エリート国際弁護士に愛されてますが、身ごもるわけにはいきません
久しぶりの行為に痛みも覚悟していたが、執拗なほど丹念な大和の手ほどきによって、少しの苦痛もなく彼を受け入れられた。
それどころか、今まで感じたことのない愉悦が瑠衣の体内に渦巻き、出口を求めてぐるぐると暴れまわっている。
縋り付くものが欲しくて逆手に枕やシーツを握りしめると、大和は律動を止めて瑠衣の手首を掴んだ。
「瑠衣。つかまるなら、俺にして」
その手を彼に回すように促され、汗ばんだ大きな背中にぎゅっと抱きつくと、耳元で「はぁっ……」と大和の悩ましげな吐息が聞こえた。

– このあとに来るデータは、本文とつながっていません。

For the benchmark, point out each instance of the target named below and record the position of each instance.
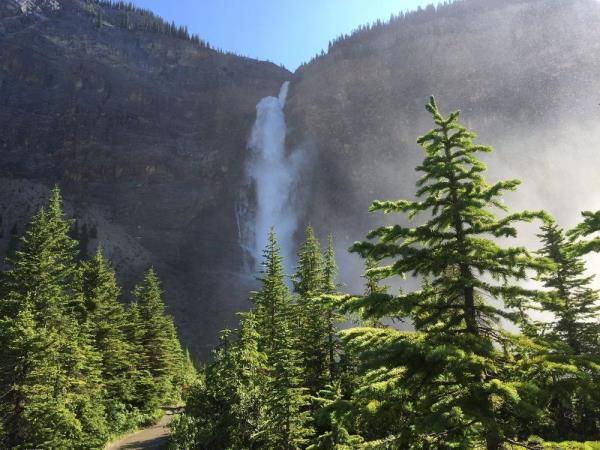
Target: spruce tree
(311, 310)
(226, 408)
(107, 321)
(567, 362)
(332, 317)
(161, 352)
(458, 391)
(49, 369)
(570, 298)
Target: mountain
(145, 128)
(524, 73)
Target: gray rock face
(525, 73)
(146, 132)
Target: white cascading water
(271, 175)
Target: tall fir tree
(331, 315)
(567, 363)
(50, 372)
(311, 312)
(458, 391)
(285, 397)
(571, 299)
(161, 354)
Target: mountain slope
(144, 131)
(523, 72)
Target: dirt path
(152, 438)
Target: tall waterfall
(271, 175)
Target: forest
(498, 347)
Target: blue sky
(287, 32)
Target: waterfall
(271, 175)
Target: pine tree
(107, 322)
(145, 398)
(332, 317)
(311, 311)
(285, 399)
(571, 299)
(49, 369)
(226, 409)
(161, 352)
(567, 363)
(457, 390)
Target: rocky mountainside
(146, 130)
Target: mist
(267, 200)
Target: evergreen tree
(457, 387)
(570, 298)
(161, 355)
(567, 365)
(285, 398)
(50, 371)
(107, 321)
(226, 409)
(332, 318)
(311, 311)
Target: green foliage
(458, 391)
(66, 379)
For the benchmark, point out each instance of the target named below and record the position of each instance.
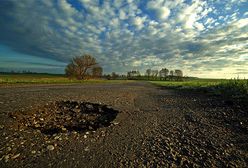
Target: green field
(231, 89)
(46, 79)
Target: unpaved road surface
(154, 127)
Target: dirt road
(154, 127)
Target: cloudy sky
(204, 38)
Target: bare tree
(97, 71)
(79, 66)
(178, 73)
(154, 73)
(163, 73)
(148, 73)
(114, 75)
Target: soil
(119, 125)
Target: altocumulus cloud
(203, 38)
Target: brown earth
(148, 127)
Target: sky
(204, 38)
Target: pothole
(66, 116)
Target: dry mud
(119, 125)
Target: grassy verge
(234, 89)
(46, 79)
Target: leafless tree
(97, 71)
(178, 73)
(163, 73)
(79, 66)
(148, 73)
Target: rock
(56, 137)
(9, 148)
(50, 147)
(6, 158)
(86, 149)
(16, 156)
(1, 127)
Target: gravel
(151, 127)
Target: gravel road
(154, 127)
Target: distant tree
(163, 73)
(79, 66)
(148, 73)
(133, 74)
(114, 75)
(178, 73)
(97, 71)
(154, 73)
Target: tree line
(85, 67)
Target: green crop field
(46, 79)
(233, 88)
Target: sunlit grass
(48, 79)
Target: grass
(46, 79)
(234, 89)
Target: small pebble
(50, 147)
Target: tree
(79, 66)
(114, 75)
(178, 73)
(163, 73)
(148, 73)
(171, 73)
(154, 73)
(97, 71)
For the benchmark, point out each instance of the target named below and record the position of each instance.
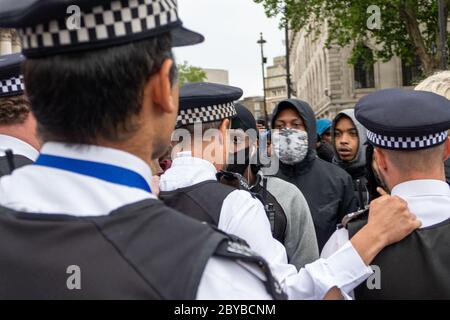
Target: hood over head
(307, 114)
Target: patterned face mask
(290, 145)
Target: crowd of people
(117, 184)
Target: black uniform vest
(141, 251)
(202, 201)
(18, 160)
(279, 216)
(418, 267)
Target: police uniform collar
(206, 102)
(99, 154)
(19, 147)
(58, 26)
(420, 188)
(404, 119)
(11, 79)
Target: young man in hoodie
(327, 188)
(349, 143)
(291, 219)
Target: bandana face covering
(290, 145)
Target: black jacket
(327, 188)
(447, 170)
(144, 250)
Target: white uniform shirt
(40, 189)
(18, 147)
(429, 200)
(244, 216)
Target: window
(411, 72)
(364, 71)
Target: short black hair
(81, 97)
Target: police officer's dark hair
(81, 97)
(205, 126)
(14, 110)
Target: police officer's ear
(380, 159)
(447, 149)
(223, 128)
(162, 92)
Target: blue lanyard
(102, 171)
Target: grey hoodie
(327, 188)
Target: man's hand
(389, 221)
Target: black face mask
(235, 161)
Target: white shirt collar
(47, 190)
(421, 188)
(99, 154)
(429, 200)
(18, 147)
(186, 171)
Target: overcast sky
(231, 29)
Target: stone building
(9, 41)
(217, 76)
(276, 87)
(324, 78)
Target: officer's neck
(434, 174)
(25, 131)
(137, 146)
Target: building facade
(255, 105)
(9, 41)
(324, 78)
(217, 76)
(276, 86)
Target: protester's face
(289, 118)
(346, 139)
(326, 136)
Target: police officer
(18, 141)
(408, 130)
(202, 146)
(82, 222)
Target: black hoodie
(327, 188)
(447, 170)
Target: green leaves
(409, 28)
(188, 73)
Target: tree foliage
(188, 74)
(408, 29)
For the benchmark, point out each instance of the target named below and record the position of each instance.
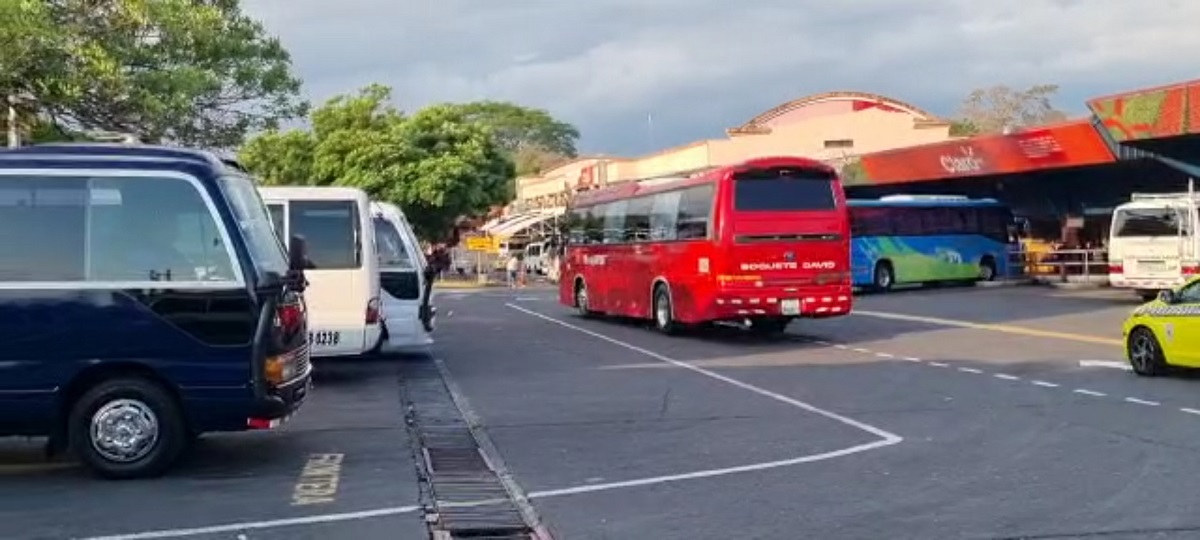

高ぶっている身体はそれにすら反応して、なかにいる大和をキツく締め付けてしまう。
「……っく、悪い。動いていいか」
限界を訴えるような大和の声音が、切実に瑠衣だけを欲しがっているかのような錯覚を起こさせる。
たとえ今だけだとしても、甘えてしまいたかった。
「はい。大和さんの好きなように……してください」
今日くらいは、彼とはじめて結ばれたこの夜だけは、愛のない結婚だということも、跡継ぎをつくるために身体を重ねているということも忘れていい。
ただ大和の優しさに甘え、愛されているかのような情事に没頭してみたい。